Israel is a democracy with a strong Orthodox Jewish influence in guiding government decisions (“Dividing Wall,” July 5). Within Israel, the government can decide who is a Jew and who can pray where and when. It is a matter of law in a sovereign state.
In recent years, there has been some tension between Jews in the U.S. and Israel over religious issues. Most recently, this has involved the issue of egalitarian prayer at the Western Wall. Another recent issue is Israel’s reluctance to recognize certain rabbis overseas as being reliable sources to certify a person’s Jewish identity. This has led some people to question unrestricted support for Israel while others have reaffirmed their support for Israel and its decisions.

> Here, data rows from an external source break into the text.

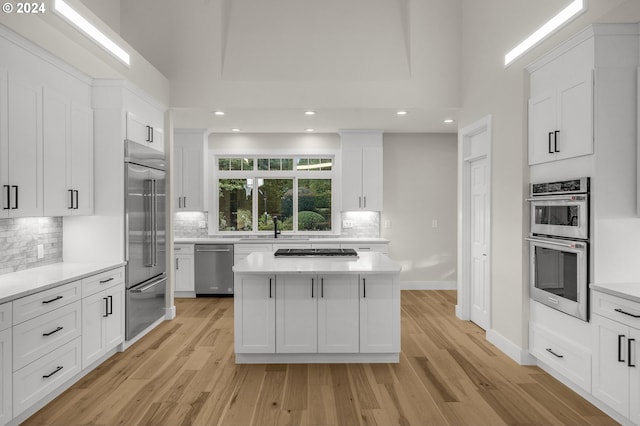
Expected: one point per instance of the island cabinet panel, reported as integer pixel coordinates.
(338, 314)
(296, 314)
(255, 309)
(379, 314)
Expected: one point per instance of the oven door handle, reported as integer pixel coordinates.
(556, 243)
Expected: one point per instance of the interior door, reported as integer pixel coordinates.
(479, 203)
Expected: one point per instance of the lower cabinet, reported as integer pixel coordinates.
(102, 323)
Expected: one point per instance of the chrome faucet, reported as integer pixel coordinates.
(275, 227)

This has also increased tension among Jews in the U.S. over these and other religious issues.
There are many branches of Judaism such as Orthodox, Conservative, Reform, Reconstructionist and Humanistic, among others. This reflects the many interpretations of Judaism, and from a philosophical perspective, all are equally true. Unfortunately, dialogue among these groups is diminishing, leaving many people to wonder where this is going. The rifts that are developing are very serious.
One way to diffuse the tension is to hold regional or local town hall meetings so that Jews with different orientations can sit and talk face to face to appreciate their similarities as well as their differences. A grassroots approach may be the way toward better understanding among the parties. Maybe some Jewish organization would be willing to sponsor this.